But the 1963 constitution married the suggestion of Sir Willink. In section 159 of that constitution “(1) there shall be a board for the Niger Delta which shall be styled the Niger Delta Development Board. (2) The members of the Board shall be- a person appointed by the President, who shall be chairman; a person appointed by the Governor of Eastern Nigeria; a person appointed by the Governor of Mid-Western Nigeria; and such other persons as may be appointed in such manner as may be prescribed by Parliament to represent the inhabitants of the Niger Delta… (4) The Board shall be responsible for advising the Government of the Federation and the Governments of Eastern Nigeria and Mid-Western Nigeria with respect to the physical development of the Niger Delta, and in order to discharge that responsibility the Board shall—-cause the Niger Delta to be surveyed in order to ascertain what measures are required to promote its physical development; prepare schemes designed to promote the physical development of the Niger Delta, together with estimates of the costs of putting the schemes into effect;… Parliament may make such provision as it considers expedient for enabling the Board to discharge its function under this section, In this section, ”the Niger Delta” means the area specified in the Proclamation relating to the Board which was made on the twenty-sixth day of August, 1959 and lastly this section shall cease to have effect on the first day of July, 1969, or such later date as may prescribed by Parliament.”

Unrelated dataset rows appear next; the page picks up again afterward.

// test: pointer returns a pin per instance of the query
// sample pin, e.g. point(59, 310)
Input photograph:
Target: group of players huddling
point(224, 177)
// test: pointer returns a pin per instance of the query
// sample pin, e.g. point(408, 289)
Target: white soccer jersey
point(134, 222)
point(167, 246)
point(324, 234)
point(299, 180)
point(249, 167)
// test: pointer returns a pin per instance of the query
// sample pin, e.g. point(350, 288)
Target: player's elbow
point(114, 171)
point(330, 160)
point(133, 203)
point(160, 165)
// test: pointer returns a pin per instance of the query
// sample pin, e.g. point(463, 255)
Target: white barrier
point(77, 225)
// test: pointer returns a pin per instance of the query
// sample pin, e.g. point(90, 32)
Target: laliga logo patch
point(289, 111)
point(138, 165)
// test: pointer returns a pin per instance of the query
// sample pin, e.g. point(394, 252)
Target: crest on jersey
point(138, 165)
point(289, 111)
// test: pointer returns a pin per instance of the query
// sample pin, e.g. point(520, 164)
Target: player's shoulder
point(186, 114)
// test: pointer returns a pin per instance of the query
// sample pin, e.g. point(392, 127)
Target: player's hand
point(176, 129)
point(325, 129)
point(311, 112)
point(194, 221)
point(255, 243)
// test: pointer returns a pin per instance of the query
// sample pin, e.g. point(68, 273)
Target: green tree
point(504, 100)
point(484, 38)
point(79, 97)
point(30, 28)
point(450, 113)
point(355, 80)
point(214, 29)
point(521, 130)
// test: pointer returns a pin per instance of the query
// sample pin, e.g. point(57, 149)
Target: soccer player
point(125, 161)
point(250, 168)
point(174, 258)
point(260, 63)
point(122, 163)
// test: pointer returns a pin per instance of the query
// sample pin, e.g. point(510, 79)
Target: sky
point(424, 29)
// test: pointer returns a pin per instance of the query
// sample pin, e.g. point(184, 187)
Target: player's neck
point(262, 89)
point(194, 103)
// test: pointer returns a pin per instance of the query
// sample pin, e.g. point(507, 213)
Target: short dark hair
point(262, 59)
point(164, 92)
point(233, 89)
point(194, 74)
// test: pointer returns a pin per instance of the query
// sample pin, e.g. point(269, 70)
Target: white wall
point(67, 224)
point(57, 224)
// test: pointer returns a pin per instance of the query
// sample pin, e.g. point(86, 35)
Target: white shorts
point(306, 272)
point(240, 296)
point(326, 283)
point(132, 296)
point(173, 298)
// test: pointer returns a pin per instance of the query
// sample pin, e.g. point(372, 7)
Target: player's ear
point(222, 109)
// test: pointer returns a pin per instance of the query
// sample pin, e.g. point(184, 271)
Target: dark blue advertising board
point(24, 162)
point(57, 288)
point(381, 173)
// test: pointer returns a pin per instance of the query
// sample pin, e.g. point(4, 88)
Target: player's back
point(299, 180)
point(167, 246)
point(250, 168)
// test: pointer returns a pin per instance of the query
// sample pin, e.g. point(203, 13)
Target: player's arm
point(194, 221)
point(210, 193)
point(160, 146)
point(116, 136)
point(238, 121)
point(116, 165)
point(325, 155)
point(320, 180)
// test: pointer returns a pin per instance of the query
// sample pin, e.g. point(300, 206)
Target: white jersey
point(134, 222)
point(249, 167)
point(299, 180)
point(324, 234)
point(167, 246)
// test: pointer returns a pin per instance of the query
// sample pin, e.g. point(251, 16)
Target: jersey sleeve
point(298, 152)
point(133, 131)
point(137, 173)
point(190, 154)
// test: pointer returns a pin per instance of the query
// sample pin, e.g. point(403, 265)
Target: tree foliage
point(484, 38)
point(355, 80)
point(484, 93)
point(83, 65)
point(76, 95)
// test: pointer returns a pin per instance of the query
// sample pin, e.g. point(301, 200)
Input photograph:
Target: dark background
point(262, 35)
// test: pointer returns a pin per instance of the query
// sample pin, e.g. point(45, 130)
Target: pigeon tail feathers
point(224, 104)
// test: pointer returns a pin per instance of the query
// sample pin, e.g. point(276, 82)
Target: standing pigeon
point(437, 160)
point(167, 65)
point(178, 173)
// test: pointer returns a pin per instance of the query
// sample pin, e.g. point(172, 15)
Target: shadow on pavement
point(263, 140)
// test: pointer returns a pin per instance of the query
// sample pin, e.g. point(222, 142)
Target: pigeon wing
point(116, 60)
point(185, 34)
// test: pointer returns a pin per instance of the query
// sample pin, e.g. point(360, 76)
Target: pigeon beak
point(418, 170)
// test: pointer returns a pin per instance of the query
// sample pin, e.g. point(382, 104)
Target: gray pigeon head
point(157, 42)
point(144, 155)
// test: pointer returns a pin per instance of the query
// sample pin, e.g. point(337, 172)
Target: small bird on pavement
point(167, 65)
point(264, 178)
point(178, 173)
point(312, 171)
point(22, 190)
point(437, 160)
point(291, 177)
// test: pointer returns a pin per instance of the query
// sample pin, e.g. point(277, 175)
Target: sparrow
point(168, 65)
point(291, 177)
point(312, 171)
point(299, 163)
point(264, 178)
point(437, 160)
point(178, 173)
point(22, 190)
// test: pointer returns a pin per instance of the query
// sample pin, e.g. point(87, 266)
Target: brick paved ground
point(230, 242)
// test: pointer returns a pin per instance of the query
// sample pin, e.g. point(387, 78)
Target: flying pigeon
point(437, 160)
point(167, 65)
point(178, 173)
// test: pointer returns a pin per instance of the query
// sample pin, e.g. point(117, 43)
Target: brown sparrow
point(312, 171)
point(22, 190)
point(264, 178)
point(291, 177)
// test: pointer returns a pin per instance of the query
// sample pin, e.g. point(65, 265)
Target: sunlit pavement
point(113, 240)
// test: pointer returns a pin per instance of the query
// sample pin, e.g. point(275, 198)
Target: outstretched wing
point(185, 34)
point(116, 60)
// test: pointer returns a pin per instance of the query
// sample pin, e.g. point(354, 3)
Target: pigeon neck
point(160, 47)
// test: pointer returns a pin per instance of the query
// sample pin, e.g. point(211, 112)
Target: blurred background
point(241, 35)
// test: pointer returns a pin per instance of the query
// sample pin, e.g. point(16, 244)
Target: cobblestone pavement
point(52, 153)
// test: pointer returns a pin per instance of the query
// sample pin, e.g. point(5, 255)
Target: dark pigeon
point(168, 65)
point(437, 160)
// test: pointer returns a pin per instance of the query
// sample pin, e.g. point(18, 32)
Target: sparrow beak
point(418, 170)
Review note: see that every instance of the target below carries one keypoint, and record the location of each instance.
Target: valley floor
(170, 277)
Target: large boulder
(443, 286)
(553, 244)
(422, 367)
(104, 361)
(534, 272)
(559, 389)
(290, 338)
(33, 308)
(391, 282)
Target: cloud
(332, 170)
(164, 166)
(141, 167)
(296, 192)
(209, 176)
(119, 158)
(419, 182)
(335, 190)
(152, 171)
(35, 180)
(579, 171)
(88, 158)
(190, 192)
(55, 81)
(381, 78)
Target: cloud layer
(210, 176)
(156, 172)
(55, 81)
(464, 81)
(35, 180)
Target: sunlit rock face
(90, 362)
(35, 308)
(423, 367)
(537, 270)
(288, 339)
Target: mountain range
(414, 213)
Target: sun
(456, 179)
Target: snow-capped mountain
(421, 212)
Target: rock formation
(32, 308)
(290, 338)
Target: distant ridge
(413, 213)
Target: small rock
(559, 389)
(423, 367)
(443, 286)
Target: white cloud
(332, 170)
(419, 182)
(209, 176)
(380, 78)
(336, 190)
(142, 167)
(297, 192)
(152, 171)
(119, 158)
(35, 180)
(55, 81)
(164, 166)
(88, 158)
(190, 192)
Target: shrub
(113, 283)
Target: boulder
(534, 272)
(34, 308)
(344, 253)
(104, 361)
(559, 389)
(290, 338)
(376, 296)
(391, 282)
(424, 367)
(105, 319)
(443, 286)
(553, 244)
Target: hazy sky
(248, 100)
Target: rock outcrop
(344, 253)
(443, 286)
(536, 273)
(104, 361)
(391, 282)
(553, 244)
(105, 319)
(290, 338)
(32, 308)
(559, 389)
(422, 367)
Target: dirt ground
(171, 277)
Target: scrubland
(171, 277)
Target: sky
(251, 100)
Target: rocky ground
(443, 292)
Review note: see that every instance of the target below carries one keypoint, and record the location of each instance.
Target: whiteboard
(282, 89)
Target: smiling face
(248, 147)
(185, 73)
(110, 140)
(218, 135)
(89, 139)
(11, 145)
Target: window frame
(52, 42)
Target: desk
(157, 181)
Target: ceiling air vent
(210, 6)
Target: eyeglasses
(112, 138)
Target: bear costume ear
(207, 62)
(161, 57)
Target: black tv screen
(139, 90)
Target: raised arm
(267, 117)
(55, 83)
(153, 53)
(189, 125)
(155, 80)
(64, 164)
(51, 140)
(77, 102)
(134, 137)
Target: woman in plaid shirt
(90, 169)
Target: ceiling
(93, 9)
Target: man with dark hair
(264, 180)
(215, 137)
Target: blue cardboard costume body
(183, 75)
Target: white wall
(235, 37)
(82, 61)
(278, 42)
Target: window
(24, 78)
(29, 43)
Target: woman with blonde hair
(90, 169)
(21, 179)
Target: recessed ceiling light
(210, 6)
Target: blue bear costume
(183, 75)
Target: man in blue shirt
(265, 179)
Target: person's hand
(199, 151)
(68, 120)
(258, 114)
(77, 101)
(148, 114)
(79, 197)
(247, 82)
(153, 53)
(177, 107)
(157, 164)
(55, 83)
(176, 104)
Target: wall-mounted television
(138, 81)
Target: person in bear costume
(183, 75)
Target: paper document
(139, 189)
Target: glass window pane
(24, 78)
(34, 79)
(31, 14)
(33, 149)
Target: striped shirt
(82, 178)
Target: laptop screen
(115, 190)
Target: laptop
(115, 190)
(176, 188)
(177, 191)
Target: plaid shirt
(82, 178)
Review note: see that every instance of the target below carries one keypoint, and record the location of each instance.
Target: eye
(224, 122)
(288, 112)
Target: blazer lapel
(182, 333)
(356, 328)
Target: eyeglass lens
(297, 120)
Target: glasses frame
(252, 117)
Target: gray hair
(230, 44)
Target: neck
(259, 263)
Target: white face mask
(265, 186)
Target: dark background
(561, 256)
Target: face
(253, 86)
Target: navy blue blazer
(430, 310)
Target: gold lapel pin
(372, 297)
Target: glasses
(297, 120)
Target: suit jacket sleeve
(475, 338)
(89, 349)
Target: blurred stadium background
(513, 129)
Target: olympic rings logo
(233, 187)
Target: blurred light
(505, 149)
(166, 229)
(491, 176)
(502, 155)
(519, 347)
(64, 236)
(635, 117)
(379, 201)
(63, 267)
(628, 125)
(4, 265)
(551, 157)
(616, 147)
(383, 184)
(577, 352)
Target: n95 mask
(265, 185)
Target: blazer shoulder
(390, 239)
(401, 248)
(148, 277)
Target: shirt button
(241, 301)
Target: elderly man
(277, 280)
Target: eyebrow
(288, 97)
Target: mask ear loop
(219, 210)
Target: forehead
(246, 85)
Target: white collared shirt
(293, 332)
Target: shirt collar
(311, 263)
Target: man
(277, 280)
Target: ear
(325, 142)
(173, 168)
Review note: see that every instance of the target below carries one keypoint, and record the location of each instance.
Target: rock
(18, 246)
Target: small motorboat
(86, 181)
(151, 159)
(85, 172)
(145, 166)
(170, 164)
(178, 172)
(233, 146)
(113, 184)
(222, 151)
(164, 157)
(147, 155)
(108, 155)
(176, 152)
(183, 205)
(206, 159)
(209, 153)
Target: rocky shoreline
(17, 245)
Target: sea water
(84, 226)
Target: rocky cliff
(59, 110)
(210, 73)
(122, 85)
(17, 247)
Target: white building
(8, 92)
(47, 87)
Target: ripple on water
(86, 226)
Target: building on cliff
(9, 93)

No region in Nigeria has so far been designated as “special areas” except the Niger Delta and no region also has suffered environmental calamity as Niger Delta now with no land and no water with heavy military presence.
It was the spirit of Willink report that gave birth to Decree 22 of 1992 which led to the creation of Oil Minerals Producing Commission (OMPADEC). Same to NDDC. Same to the Amnestyprogramme. Contrary to recommendations of Sir Willink, states have been created in the region as well as local governments, yet the problem persists. So when you read about oil fields being bombed in Niger Delta and other ugly incidents, one is bound to ask, ‘what do these people really want?’, We need to go beyond asking such a question. There seems to be a disconnect between them and us. We don’t seem to understand them and they don’t understand us. At times, they don’t understand themselves. The situation in the region is much more complex than imagined.
One of their leaders, Major Isaac Jasper Adaka Boro (1938-1968), while being sentenced to death by hanging for fighting the cause of Niger Delta as the leader of the Niger Delta Volunteer Force by Justice Phil Ebosie in Port Harcourt on March 27, 1966 under the regime of General Thomas Johnson Umanakwe Aguiyi Ironsi (1924-1966) said his people “had long sought to separate not because they loved power but because their conditions were peculiar and the authorities did not understand our problems. There is nothing wrong with Nigeria. What is wrong with us is the total lack of mercy in our activities”.
To the people of Niger Delta, I plead that violence has never solved and will never solve any problem. I have visited the Niger Delta area several times and with billions of naira poured into that region by the central, states and local governments and oil companies also for developments, it is still the same old story – misery, frustration, poverty, neglect, militancy, etc.